Y no pasa nada, oiga. Los que ahora ejercemos de ‘cereros’ (acera arriba, acera abajo), por nuestra condición de andarines en la jubilación, descubrimos cada año esas pintadas estúpidas, llenas de nombres (se supone que de quintos o quintas), con las firmas de Q-02, Q-03, Q-04, Q-05, Q-06, Q-07, Q-08 o Q-09, que son las últimas pintadas del 2009.

Bueno, lo del botellón instituido con la excusa de la celebración de los quintos/as está muy bien. No pasa nada. Aunque ya no tiene razón de ser, sino es por una especie de jornada de iniciación a la mayoría de edad y al toqueteo. Pero yo creo que se pasan cuatro o seis pueblos cada año estos niños con sus firmas grafiteras.

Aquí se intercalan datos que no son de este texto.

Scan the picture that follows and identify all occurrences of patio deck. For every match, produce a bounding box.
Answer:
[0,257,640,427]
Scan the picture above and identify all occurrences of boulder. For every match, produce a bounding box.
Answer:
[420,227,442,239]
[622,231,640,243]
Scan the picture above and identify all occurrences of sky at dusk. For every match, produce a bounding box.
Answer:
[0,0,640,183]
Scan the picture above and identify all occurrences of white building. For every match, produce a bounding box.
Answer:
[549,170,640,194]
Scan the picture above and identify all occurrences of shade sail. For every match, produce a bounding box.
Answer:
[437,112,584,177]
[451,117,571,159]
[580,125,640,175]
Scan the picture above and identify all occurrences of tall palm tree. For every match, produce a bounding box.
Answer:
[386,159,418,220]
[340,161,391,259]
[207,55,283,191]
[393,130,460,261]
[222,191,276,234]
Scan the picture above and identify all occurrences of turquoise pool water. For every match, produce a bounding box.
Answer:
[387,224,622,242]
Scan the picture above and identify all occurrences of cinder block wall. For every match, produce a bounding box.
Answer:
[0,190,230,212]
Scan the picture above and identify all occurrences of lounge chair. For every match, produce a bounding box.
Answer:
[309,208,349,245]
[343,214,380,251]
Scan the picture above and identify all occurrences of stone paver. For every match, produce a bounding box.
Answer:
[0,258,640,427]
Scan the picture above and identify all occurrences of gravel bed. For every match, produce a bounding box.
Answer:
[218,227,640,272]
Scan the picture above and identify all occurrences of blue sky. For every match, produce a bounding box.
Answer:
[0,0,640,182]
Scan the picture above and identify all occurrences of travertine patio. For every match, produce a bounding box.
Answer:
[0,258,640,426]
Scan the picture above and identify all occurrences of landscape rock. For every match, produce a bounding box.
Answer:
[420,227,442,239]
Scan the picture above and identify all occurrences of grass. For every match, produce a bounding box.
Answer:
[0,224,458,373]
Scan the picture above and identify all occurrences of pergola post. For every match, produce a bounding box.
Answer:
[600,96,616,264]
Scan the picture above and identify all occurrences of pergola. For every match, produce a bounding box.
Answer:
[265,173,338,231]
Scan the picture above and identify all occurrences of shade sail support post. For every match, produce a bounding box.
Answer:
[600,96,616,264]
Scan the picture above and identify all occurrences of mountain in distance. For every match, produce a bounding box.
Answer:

Porque antes, en aquellas mañanas de domingo, en las que nos tallaban a los mozos, con 21 años cumplidos, convirtiéndonos en reclutas por imperativo legal, era más que una excusa para coger una cogorza el día anterior y recorrer las calles con botijos y escobas, botando un gorro de la guerra de África que habías agenciado en algunos desvanes, como las mejores enseñas de lo que iban a ser después los mosquetones y cemmes y las bombas de mano atadas al correaje.

Y junto al tallaje para ver si dabas la talla de altura y la anchura de pecho (sólo hombres en aquel entonces), venía después el sorteo para ver si tenías la suerte de quedar en la península o te tocaba para Ceuta o Melilla o más allá, en el Aayyuun, en el desierto de Sahara. Por eso, los sábados por la tarde, con la endroga bien cargada de brebaje etílico, cantábamos aquello de:  “Mañana por la mañana, / ¿quién sabrá la suerte mía? / Me sortean en el pueblo / me toca para Melilla. / Me tocará para Ceuta, / me tocará para el Sahara. / Me sortean en el pueblo / ¿Qué suerte tendré mañana?”.

La excusa para una borrachera tenía entonces su dequé, si es que hay alguna excusa válida para coger una meolopea. Y es que el domingo, cuando sabías el resultado del sorteo del reclutamiento, a más de uno se le ponía la cara de color amarillo, cuando el destino era para África. Y otros, con más suerte, acompañados de sus novias, cantábamos aquello de: “Ya se van los quintos, madre, / y se llevan a mi hermano. / Ya no tengo a quien llevarle / los pañuelos de la mano”.

Qué bonito, oye. Y además, teníamos por delante 15 o 20 meses de mili en un cuartel, en el que al entrar dejábamos colgados nuestros atributos genitales, para que ningún sargento chusquero pudiera darnos una patada en los susodichos, que los dejaran cariacontecidos, por aquello de la férrea disciplina militar. Llenábamos los petates de nuestra memoria de mil anécdotas que, ahora, cuando llegas a esta edad provecta de la jubilación, puedes descargarlas, a poco que los nietos o las nietas te hagan un poco de caso, como si fueran cuentos de Maríafurmiento.

Que sí, que está muy bien que siga en auge esta tradición de quintos y quintas, aunque no tenga razón de ser, a Dios gracias. Pero que los niños/as dejen en paz las paredes con sus spays de los cojones, que tienen La Bañeza hecha una mierda. Y ya muchos le cantamos lo de: Ya se van de rositas los quintos y quintas, madre. Porque la autoridad competente (municipal en este caso) no pone freno ni aplica la normativa que dice que el que rompe, paga, con los chicos y chicas o con sus padres. Vamos, digo yo.